I feel like I’ve been busy, in a hectic state for awhile. But I’m not sure what I’ve done. Trying to look at it objectively, over the past two weeks I’ve (1) given a talk at DevOpsDays Amsterdam, (2) written 90% of an article about one of our recent surveys, (3) edited a co-workers first-ish blog post, (4) filed some expenses,2 (5) polished up my resume,3 and (6) done all the usual family stuff. This is actually a lot of work! But, it still feels like not enough. Anything that does not result in publishing, and then acclaim (or at least more than a handful of feedback) feels like “not working.”
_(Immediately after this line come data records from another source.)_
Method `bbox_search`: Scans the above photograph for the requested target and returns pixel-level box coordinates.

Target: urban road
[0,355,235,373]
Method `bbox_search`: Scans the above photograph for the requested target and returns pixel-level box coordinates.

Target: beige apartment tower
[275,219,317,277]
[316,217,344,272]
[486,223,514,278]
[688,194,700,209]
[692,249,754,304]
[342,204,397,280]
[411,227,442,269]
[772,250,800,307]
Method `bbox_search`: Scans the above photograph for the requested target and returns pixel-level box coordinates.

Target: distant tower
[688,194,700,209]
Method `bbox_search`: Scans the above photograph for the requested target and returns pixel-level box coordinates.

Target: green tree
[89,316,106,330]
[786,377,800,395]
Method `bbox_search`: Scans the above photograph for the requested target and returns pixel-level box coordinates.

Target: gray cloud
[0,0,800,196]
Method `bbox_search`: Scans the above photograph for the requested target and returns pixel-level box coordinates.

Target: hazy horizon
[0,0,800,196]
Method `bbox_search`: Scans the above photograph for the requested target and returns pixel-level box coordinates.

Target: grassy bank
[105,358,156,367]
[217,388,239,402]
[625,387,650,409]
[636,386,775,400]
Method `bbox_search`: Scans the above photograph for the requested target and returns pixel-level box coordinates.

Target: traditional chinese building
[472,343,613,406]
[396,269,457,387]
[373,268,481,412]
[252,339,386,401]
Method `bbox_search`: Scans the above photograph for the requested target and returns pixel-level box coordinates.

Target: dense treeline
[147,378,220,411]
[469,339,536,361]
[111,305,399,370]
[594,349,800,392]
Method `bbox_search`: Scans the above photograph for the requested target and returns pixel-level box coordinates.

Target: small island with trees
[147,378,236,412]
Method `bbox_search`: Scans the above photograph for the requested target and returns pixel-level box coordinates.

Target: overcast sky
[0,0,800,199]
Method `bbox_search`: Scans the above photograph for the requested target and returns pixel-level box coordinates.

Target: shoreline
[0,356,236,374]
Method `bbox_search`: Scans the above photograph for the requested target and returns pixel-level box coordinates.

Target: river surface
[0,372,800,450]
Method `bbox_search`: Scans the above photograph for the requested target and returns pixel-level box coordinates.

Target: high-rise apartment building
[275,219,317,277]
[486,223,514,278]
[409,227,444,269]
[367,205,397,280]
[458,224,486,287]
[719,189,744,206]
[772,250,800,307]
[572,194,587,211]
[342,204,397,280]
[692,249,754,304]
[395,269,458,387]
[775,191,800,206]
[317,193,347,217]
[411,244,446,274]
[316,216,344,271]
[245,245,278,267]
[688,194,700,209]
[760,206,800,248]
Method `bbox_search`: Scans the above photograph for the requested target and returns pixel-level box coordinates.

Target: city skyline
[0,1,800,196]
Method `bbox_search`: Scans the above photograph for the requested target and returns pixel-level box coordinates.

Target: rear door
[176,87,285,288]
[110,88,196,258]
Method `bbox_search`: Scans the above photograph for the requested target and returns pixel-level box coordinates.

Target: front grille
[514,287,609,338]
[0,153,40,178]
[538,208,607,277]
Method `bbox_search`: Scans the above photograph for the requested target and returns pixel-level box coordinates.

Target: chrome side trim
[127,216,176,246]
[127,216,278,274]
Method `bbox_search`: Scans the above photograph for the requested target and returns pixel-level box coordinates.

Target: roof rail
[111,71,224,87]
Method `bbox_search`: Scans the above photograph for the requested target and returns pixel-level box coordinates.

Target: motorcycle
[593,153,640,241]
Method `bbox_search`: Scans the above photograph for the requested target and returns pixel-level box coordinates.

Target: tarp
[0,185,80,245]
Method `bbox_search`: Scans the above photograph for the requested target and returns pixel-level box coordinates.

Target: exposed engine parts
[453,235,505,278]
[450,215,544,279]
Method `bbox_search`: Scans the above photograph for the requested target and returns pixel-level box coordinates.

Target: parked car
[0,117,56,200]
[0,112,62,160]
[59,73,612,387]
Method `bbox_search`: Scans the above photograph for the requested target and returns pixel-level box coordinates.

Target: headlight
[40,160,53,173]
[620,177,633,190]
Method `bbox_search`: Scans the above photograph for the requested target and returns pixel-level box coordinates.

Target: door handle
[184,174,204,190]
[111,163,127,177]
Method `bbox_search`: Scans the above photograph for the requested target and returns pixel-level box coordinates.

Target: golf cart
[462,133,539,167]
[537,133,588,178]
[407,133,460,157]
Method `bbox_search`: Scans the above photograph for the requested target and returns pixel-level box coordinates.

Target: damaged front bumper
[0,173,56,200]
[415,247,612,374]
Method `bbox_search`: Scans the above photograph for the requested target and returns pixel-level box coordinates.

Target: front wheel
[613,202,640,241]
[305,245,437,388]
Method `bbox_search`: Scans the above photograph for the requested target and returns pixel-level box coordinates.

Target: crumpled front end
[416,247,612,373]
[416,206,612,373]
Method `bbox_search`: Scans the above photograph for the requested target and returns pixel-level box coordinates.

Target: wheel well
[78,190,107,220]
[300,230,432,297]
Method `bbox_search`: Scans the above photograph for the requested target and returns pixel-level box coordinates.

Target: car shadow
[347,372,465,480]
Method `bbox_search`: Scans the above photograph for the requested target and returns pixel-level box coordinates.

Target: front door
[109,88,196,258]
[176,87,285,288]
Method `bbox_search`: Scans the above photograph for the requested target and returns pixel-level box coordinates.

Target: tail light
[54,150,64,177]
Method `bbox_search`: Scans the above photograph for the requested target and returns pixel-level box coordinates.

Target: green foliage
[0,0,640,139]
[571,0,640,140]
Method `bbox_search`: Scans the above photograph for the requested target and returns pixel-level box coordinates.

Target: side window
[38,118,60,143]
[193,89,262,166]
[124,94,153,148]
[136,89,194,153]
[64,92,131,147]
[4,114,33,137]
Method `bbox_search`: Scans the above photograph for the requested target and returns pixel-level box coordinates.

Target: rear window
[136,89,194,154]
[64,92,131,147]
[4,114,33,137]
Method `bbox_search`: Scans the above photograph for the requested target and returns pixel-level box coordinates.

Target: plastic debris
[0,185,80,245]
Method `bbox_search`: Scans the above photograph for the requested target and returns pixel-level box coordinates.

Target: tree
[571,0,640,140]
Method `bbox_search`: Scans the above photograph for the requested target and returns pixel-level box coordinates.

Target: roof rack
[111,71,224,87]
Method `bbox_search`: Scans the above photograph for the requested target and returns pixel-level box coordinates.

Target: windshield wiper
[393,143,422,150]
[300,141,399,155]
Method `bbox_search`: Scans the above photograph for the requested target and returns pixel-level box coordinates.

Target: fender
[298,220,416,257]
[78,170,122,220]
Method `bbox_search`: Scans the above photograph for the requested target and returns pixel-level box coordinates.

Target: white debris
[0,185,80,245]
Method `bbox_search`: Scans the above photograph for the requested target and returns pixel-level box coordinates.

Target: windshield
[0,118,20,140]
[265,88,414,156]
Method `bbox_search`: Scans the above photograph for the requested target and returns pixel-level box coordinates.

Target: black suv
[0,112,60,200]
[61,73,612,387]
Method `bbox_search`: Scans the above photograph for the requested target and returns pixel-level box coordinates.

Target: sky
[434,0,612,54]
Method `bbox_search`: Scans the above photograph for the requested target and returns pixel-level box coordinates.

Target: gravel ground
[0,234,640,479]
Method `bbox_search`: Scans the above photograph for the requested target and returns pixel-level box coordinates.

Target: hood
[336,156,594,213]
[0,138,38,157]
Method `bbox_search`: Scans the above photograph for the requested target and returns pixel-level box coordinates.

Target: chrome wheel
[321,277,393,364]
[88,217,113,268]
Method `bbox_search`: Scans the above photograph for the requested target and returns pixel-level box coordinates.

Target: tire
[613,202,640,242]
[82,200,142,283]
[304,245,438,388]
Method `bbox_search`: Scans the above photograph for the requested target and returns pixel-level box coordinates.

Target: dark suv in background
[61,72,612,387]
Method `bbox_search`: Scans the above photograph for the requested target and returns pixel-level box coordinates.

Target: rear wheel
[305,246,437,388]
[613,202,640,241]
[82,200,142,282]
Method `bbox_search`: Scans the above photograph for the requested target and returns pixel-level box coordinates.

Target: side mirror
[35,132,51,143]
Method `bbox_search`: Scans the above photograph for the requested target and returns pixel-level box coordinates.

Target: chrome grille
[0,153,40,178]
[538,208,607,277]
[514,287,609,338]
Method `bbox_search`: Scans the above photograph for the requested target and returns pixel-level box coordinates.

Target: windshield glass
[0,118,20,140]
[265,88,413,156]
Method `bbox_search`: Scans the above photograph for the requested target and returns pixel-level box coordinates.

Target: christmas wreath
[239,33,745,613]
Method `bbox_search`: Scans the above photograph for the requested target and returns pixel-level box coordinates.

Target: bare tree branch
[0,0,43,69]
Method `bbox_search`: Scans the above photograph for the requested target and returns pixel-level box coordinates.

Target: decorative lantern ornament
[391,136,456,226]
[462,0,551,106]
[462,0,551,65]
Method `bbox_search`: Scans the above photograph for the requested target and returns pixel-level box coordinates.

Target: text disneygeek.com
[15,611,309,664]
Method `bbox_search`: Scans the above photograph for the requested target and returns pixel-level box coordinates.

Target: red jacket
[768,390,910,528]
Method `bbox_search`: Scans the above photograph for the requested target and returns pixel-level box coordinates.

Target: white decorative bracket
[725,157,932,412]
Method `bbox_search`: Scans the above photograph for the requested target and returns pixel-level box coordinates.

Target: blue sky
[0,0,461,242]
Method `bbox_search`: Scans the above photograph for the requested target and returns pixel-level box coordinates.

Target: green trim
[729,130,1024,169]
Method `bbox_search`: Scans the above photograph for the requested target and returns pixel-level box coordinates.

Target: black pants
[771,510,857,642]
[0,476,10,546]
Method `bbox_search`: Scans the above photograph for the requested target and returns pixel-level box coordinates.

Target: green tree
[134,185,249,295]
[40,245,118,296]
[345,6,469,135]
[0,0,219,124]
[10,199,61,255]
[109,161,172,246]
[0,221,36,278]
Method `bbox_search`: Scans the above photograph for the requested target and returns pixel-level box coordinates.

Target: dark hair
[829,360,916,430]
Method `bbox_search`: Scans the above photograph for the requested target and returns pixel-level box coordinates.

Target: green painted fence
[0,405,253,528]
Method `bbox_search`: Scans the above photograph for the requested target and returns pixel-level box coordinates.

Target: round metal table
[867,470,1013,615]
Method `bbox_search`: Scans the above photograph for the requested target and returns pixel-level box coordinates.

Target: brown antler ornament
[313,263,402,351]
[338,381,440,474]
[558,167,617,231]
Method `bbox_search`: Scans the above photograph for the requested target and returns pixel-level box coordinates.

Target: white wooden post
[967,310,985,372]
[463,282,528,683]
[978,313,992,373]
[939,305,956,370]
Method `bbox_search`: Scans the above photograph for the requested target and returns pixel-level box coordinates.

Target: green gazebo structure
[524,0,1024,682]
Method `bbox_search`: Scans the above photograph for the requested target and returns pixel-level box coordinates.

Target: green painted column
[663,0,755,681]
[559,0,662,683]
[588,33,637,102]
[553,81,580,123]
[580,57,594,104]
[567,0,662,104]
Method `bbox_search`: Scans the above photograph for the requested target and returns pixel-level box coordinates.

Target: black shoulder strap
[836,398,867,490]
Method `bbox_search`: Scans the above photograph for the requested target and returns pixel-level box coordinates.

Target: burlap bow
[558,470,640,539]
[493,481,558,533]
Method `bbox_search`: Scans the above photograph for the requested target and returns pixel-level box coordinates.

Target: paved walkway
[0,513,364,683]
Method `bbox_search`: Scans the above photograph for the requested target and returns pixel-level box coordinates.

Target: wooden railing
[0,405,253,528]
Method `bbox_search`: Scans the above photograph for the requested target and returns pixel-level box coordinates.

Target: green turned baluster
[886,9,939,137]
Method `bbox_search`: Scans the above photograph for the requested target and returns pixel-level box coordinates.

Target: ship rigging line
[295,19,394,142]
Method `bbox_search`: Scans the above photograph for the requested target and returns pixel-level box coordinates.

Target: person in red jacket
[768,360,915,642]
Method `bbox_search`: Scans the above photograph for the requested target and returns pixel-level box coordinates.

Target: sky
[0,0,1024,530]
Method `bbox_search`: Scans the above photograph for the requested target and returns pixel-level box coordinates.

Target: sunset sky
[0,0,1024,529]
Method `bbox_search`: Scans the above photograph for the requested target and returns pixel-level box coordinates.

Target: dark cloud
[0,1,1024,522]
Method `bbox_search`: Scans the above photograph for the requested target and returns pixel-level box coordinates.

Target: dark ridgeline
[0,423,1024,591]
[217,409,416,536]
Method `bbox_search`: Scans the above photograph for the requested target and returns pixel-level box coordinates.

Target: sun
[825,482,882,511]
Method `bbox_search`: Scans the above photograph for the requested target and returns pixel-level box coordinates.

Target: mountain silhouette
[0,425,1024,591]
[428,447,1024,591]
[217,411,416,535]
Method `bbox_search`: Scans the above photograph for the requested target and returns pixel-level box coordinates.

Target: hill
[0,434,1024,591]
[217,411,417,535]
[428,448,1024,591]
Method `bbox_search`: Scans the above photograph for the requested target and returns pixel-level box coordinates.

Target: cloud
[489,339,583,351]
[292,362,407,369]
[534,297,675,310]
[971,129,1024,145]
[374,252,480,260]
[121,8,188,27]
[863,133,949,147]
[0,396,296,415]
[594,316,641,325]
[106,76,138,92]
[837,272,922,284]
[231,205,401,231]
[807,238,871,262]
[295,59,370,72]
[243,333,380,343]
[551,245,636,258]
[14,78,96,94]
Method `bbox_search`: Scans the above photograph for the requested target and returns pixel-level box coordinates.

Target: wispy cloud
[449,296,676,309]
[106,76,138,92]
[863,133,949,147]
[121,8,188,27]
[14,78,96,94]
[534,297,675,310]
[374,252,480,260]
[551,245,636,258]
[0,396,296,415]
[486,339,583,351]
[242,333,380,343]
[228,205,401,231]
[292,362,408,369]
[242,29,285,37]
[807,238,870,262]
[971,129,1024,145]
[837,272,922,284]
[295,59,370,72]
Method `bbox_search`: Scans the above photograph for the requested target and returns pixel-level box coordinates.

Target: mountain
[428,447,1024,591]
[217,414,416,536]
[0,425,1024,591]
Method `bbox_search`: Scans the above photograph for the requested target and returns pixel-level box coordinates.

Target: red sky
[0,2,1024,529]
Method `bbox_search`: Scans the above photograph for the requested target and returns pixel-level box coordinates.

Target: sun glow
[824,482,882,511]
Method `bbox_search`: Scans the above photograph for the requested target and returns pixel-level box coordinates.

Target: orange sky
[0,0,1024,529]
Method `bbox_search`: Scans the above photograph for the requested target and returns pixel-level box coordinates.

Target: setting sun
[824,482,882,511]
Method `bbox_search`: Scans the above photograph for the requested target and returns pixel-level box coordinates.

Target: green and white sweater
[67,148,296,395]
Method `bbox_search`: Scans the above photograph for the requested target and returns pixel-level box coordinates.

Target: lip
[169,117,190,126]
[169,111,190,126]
I don’t know what that is. It’s not imposter syndrome or something from the bag of DevOps pop-psycology. I don’t think it’s, like, lack of GTD’ing or any kind of nudges-habits airport book lore. It’s weird, and unsatisfying.

1

I was also thinking you could make a script that launders it through archive.ph, or just some simple curl thing if I knew how to setup, I don’t know, a GitHub Action? Is that what the kids do nowadays? Maybe a Tailscale port into my [yet to exist] home network raspberry pie cluster? Jesus. Just get me the text of the web page so I can get on with my life.

2

We switched from Concur + Amex to Workday for expenses. It’s much more time consuming, so I consider it a sort of “deliverable.” You know an enterprise app is bad when it makes you long for Concur. That’s a slight to Concur, but actually, it’s a good piece of software. What makes it good is that you can tell the teams working on it actually pay attention to the user, how they file expenses and all of the micro options that add up to hassle. The ultimate expenses filing use case is filing expenses for a 3+ night hotel stay where you’re charged something different each night. That also makes the various taxes you pay different each day. Throw in parking and different amounts for extras like meals, and you’ve got yourself a fantastic use case for filing expenses. My theory is that most people don’t like Concur because (1) filing expenses is dull, not matter how well it’s done, and, (2) company policies are usually annoying and tedious: anytime you have to deal with your corporate culture through policy instead of human interaction is infantilizing. It’s like getting a little pat on the head and being told, “oh, honey, bless your heart. You need to fill in the comment field and tell me why you used a non-standard rental car company.”

3

In this economy, one never knows when that might come in handy. Inquire if you’re like to see it.